I started to cry. It was all too much for me to take. It always would be. I didn’t know how much I could keep going.

“I’m scared, Dex,” I mumbled between sobs.

“I know.”

“I don’t…I can’t live like this. Why do I have to see these things? Why do they come after me? What is it about me?”

“We are putting ourselves at risk by doing this…”

“No. It’s always been like this. I know it has been. I feel like I can’t tell what’s a dream. What’s real. I’m going crazy. I have to be. What if all the world is inside of my head?”

“It’s not, Perry. It’s not.” He held me tighter.

“What if I really am alone?”

“Baby, you aren’t alone. I’m here.”

“I’m so scared. I don’t want to see these things anymore. It makes me want to tear my brain out. I don’t know what’s real. How can I tell what’s real anymore? What’s real, Dex? Tell me what’s real.”

He put his hand on my face and looked at me with the most magnetic, impassioned spark in his dark eyes. “I’m real. This is real.”

I closed my eyes in gratitude, my heart filling up, the warmth radiating out from there and soaking up my nerves. He kissed my forehead and pulled me back into him.

CHAPTER TWENTY-ONE

“Is your phone charged yet?” Dex asked me.

We were sitting in a late–night diner in the outskirts of Victoria. It was 2 a.m. and the place was empty except for an old man who nursed a cup of coffee at the counter.

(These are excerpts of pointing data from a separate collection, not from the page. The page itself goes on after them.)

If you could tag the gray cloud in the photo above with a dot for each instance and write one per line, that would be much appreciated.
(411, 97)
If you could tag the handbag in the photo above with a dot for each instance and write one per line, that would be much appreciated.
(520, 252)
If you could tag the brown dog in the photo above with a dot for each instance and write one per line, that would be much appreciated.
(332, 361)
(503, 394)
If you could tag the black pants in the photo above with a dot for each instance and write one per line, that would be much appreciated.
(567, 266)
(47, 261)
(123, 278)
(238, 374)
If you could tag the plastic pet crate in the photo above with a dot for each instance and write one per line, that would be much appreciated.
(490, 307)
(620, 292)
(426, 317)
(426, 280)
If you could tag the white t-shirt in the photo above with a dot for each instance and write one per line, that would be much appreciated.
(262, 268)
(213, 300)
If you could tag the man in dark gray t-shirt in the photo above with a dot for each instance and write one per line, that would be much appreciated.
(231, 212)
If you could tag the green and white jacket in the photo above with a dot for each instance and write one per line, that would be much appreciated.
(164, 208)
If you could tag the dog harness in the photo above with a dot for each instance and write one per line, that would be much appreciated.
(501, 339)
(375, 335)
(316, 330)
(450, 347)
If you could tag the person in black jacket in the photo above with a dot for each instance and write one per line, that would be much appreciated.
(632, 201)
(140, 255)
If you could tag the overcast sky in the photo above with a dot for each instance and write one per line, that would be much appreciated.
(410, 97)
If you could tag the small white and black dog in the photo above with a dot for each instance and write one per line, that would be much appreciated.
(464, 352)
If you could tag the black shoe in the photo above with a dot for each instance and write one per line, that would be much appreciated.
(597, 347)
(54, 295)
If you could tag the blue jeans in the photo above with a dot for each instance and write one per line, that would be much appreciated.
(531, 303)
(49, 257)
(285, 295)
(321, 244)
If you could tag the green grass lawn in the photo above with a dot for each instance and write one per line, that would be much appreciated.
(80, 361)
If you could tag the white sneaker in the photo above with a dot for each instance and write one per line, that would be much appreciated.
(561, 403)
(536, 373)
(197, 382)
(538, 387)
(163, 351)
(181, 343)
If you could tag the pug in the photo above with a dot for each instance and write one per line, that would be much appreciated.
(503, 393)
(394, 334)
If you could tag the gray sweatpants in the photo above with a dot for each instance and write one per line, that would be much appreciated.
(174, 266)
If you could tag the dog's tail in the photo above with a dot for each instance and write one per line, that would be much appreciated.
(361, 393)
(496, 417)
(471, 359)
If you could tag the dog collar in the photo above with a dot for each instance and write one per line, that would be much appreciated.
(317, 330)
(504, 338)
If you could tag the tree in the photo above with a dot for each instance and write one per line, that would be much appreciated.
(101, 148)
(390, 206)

We must have looked like quite the sight. We were both dressed in Zach’s leftover sailing gear; the blue and red vinyl Helly Hansen suits were the only things left on the boat that were dry. It looked like we had come in from an epic, wild sailing race and in some ways, it was kind of true. Luckily, the jackets were so long on me that they covered up the crappy bandaging job we did on my wrists from Dex’s car’s first aid kit.

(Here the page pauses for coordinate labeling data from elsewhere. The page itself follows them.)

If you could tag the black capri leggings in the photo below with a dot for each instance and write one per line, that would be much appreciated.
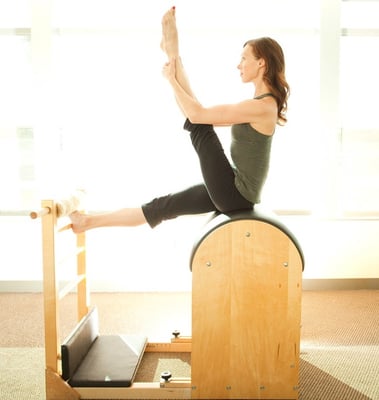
(217, 193)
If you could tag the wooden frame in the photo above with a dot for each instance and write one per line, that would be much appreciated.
(246, 306)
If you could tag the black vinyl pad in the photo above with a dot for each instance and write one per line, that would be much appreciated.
(91, 360)
(112, 361)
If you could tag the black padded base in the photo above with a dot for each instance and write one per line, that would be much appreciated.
(112, 361)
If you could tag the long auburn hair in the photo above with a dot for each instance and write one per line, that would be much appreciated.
(274, 76)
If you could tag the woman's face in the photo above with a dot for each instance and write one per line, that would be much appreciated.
(249, 65)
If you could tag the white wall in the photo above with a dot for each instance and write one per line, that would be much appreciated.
(142, 259)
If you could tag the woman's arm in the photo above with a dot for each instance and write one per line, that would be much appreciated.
(220, 115)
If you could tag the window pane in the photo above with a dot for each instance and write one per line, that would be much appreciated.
(16, 147)
(360, 133)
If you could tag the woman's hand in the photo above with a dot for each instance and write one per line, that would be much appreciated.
(169, 70)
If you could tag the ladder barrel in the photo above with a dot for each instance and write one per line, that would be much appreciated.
(246, 309)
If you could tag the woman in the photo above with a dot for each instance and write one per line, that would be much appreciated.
(226, 187)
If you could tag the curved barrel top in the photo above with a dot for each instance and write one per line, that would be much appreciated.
(218, 219)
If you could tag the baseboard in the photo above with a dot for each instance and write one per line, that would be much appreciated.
(341, 284)
(98, 286)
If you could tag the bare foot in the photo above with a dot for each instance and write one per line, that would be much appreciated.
(170, 42)
(78, 222)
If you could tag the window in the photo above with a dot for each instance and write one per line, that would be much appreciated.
(85, 104)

After our body temperatures returned to normal, Dex went back up top and steered the boat back into the marina. It didn’t take long at all. It was amazing how close the island really was to civilization, yet when we were there, it was like another world altogether. A world made up of humanity’s darkest misdoings and the most shameful nightmares of our souls.

As soon as we docked, I ran to the shore and literally kissed the ground. I was so overcome with so many different emotions, but the strongest one was just transcendent relief. We really had made it. We were back in amongst the living and we were alive ourselves.